Reputation: 131
I am learning about SQL joins from this tutorial: http://www.programmerinterview.com/index.php/database-sql/what-is-a-self-join/
The table they are using is:
+---------------+-------------------+
| employee_name | employee_location |
+---------------+-------------------+
| Joe | New York |
| Sunil | India |
| Alex | Russia |
| Albert | Canada |
| Jack | New York |
+---------------+-------------------+
I decided to experiment with the queries by leaving out certain parts like this:
select * from
employee t1, employee t2
where t1.employee_location = t2.employee_location
This query seemed pretty straightforward. "Match up people with the same location. I thought ok, the result will be this:
+---------------+-------------------++---------------+-------------------+
| employee_name | employee_location || employee_name | employee_location |
+---------------+-------------------++---------------+-------------------+
| Joe | New York || Joe | New York |
| Sunil | India || Sunil | India |
| Alex | Russia || Alex | Russia |
| Albert | Canada || Albert | Canada |
| Jack | New York || Jack | New York |
+---------------+-------------------++---------------+-------------------+
But instead of the above I got this:
+---------------+-------------------+---------------+-------------------+
| employee_name | employee_location | employee_name | employee_location |
+---------------+-------------------+---------------+-------------------+
| Joe | New York | Joe | New York |
| Jack | New York | Joe | New York |
| Sunil | India | Sunil | India |
| Alex | Russia | Alex | Russia |
| Albert | Canada | Albert | Canada |
| Joe | New York | Jack | New York |
| Jack | New York | Jack | New York |
+---------------+-------------------+---------------+-------------------+
It works fine for Sunil, Alex and Albert.

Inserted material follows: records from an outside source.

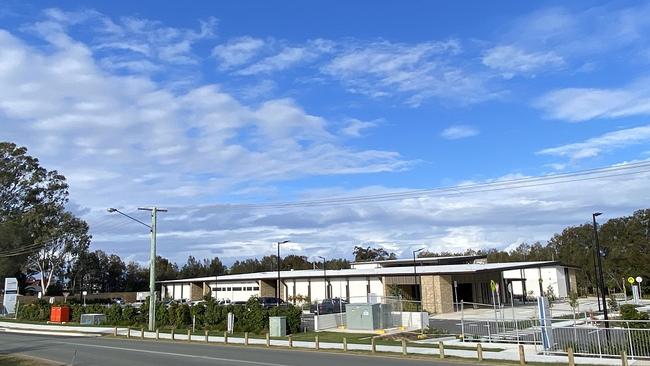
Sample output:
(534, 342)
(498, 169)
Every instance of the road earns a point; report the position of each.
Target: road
(104, 351)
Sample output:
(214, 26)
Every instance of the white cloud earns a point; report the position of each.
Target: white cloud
(453, 222)
(419, 71)
(354, 127)
(237, 51)
(607, 142)
(200, 142)
(511, 60)
(581, 104)
(459, 132)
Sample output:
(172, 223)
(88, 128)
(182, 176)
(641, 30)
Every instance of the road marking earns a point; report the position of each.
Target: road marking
(174, 354)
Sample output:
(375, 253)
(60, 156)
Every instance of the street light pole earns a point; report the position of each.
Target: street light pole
(152, 258)
(415, 275)
(600, 267)
(277, 292)
(325, 277)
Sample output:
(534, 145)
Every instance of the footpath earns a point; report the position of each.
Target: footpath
(508, 352)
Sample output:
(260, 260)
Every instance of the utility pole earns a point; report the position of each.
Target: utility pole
(152, 258)
(415, 275)
(325, 277)
(600, 268)
(277, 292)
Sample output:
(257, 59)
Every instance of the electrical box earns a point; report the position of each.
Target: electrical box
(278, 326)
(363, 316)
(92, 319)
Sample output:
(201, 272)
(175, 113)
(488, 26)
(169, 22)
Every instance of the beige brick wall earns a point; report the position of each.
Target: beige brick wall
(437, 294)
(573, 281)
(267, 289)
(196, 291)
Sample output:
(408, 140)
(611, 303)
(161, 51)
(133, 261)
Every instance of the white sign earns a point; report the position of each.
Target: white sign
(11, 295)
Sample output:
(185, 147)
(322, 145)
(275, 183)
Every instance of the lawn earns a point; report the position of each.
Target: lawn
(7, 360)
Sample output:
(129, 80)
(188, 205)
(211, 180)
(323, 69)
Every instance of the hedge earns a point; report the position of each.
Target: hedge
(208, 315)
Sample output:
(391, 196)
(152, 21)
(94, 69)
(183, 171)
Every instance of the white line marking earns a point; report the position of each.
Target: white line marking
(175, 354)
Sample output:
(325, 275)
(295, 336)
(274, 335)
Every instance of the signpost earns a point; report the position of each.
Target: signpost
(11, 295)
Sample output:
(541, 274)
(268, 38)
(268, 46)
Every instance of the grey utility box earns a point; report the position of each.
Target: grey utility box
(363, 316)
(278, 326)
(92, 319)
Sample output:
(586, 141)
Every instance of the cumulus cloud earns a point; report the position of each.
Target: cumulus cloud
(605, 143)
(237, 51)
(511, 60)
(459, 132)
(581, 104)
(420, 71)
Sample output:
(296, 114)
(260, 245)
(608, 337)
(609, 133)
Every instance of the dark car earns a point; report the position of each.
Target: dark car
(269, 302)
(329, 306)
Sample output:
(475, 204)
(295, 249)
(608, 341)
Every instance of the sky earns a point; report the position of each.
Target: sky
(215, 109)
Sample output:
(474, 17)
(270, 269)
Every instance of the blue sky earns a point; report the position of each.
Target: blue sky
(196, 107)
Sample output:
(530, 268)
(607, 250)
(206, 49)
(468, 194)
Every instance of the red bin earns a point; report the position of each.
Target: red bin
(59, 314)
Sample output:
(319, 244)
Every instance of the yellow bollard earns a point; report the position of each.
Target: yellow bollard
(569, 352)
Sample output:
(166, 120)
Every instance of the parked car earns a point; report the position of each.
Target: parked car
(329, 306)
(269, 302)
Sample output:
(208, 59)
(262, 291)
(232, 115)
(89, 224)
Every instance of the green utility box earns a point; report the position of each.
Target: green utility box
(363, 316)
(278, 326)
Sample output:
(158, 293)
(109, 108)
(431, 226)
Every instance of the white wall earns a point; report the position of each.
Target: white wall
(235, 291)
(553, 276)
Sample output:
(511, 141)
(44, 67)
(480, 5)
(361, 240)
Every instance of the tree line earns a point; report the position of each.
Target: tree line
(40, 236)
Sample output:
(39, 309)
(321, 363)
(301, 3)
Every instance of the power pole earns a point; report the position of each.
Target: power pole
(152, 266)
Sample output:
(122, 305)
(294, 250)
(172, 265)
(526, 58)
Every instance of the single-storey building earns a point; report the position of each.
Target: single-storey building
(438, 282)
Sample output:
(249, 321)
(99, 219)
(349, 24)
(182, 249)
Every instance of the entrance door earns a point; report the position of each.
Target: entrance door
(465, 292)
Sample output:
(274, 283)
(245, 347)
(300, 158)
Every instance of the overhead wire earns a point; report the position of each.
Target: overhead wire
(517, 183)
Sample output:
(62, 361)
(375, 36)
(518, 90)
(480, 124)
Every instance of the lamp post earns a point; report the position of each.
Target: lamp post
(277, 292)
(152, 258)
(600, 267)
(325, 277)
(415, 274)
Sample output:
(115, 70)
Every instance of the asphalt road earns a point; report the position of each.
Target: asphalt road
(103, 351)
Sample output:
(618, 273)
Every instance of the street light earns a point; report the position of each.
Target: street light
(152, 258)
(600, 267)
(325, 277)
(278, 287)
(415, 274)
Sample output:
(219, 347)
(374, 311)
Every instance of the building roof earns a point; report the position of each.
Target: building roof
(382, 271)
(422, 260)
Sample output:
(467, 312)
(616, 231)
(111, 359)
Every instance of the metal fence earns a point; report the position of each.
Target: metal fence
(583, 335)
(387, 313)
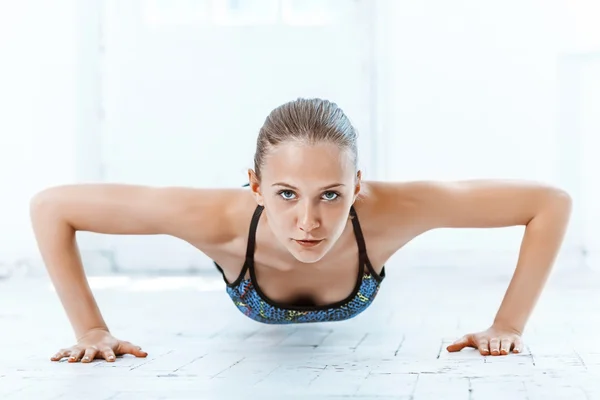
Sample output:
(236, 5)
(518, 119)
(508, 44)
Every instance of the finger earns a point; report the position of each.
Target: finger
(459, 344)
(518, 345)
(129, 348)
(108, 355)
(75, 355)
(90, 354)
(505, 345)
(483, 346)
(60, 355)
(495, 346)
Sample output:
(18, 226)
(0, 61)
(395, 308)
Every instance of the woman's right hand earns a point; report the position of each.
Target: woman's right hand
(98, 343)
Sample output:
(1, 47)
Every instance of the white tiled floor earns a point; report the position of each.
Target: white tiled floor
(201, 347)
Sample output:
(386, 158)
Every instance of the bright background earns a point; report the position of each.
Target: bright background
(173, 92)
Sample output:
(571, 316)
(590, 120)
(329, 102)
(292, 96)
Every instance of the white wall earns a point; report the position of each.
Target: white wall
(154, 92)
(39, 113)
(472, 94)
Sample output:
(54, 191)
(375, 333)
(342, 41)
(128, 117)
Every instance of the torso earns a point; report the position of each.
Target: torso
(285, 280)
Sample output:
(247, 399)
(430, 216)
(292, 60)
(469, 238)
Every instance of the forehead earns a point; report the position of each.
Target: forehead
(308, 164)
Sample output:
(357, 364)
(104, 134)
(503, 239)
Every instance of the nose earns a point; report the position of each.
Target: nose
(308, 219)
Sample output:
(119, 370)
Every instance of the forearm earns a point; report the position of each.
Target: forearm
(57, 244)
(540, 245)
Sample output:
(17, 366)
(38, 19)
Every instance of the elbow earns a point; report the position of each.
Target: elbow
(559, 203)
(44, 205)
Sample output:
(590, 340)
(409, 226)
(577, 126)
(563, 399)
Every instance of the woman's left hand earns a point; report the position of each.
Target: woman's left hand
(495, 341)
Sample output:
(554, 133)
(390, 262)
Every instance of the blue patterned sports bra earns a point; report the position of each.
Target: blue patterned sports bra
(252, 302)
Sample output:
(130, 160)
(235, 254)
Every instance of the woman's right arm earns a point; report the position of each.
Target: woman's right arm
(59, 212)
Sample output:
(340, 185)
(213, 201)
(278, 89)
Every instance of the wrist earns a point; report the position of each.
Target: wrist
(507, 326)
(92, 330)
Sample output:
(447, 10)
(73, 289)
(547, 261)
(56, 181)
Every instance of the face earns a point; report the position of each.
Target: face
(307, 192)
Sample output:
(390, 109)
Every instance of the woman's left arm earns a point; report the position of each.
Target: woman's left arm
(543, 210)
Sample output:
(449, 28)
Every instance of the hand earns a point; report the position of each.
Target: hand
(98, 343)
(496, 341)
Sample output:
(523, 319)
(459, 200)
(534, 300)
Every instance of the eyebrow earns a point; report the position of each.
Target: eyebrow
(295, 188)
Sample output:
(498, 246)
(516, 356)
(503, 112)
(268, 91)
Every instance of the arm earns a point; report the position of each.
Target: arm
(58, 213)
(542, 209)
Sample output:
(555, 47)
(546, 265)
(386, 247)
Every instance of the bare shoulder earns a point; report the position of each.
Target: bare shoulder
(419, 206)
(205, 217)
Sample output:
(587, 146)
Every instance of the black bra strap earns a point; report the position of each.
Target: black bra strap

The combinations of Joe and Jack I do not understand. Can someone explain in detail how this works aside from the solution? I would like to understand the logic behind this result.
Upvotes: 0
Views: 102
Reputation: 17915
Each of the New York rows from t1
matches against two rows in t2
since all you're requiring is that the cities be the same. So you get 2 x 2 total matches (pairs) for New York. If you added a third New York then you'd get 9 rows.

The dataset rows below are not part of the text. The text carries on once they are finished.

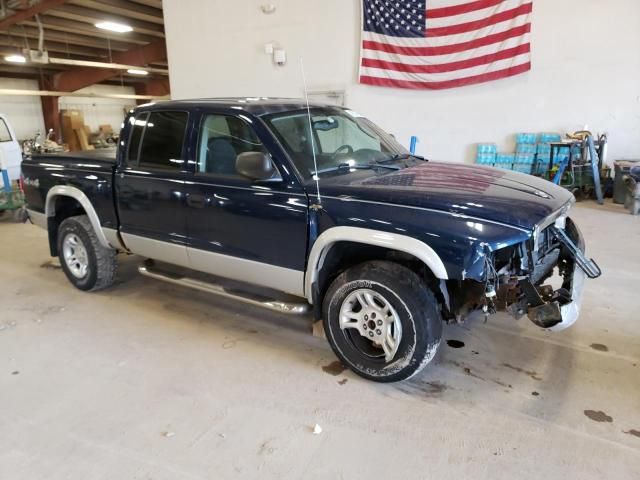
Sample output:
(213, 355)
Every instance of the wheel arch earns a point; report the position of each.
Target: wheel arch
(373, 238)
(65, 195)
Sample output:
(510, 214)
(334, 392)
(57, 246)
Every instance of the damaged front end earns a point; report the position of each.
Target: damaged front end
(541, 277)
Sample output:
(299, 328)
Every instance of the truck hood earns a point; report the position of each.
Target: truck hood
(488, 193)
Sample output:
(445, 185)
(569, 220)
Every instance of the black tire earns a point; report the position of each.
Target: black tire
(101, 261)
(414, 305)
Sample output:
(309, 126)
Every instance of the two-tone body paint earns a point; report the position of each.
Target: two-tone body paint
(455, 210)
(89, 172)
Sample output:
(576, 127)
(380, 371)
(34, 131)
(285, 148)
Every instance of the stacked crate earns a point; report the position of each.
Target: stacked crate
(505, 160)
(533, 152)
(525, 152)
(486, 154)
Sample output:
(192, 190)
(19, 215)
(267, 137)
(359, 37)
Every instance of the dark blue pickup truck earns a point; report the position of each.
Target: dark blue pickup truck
(313, 209)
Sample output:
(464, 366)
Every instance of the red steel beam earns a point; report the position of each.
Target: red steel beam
(158, 88)
(50, 108)
(140, 56)
(29, 12)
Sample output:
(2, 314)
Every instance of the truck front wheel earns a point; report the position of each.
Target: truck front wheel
(86, 262)
(382, 321)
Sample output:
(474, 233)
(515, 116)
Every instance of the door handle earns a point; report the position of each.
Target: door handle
(196, 201)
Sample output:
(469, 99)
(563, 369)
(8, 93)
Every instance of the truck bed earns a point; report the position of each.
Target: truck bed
(90, 172)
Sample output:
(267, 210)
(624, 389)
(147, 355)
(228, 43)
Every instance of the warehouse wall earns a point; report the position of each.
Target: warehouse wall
(24, 113)
(586, 68)
(98, 111)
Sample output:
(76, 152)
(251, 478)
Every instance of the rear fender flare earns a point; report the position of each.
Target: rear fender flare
(392, 241)
(83, 200)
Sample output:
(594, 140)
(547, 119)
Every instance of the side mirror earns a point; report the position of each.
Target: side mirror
(255, 165)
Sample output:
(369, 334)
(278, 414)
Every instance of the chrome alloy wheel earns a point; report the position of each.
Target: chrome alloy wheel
(374, 319)
(75, 255)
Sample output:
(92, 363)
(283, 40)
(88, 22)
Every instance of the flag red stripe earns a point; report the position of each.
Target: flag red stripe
(458, 82)
(460, 9)
(448, 49)
(478, 24)
(451, 66)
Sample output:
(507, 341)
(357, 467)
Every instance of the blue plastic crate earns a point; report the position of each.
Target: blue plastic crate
(549, 137)
(525, 158)
(485, 158)
(526, 138)
(526, 148)
(543, 148)
(487, 148)
(505, 160)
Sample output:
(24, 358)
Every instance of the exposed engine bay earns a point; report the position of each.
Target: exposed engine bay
(520, 279)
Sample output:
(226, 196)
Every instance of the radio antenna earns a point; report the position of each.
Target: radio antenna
(313, 145)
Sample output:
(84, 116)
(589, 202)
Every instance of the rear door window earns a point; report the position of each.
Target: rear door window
(162, 140)
(137, 128)
(222, 139)
(5, 135)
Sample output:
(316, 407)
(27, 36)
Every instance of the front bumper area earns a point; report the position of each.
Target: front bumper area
(549, 308)
(559, 309)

To see the behavior you're expecting try adding and t1.employee_name = t2.employee.name
. You can't uniquely identify all people by location alone even though with most of them you can and so your result appears to almost work.
Upvotes: 1
Reputation: 76
The answer lies in within the "where" statement: where t1.employee_location = t2.employee_location Joe and Jack both match New York so are multiplied. You can see this better by adding another New York entry and re-running. You will get 9 New York results. To get what you expected you would need to add "and where t1.employee_name = t2.employee_name.
Upvotes: 0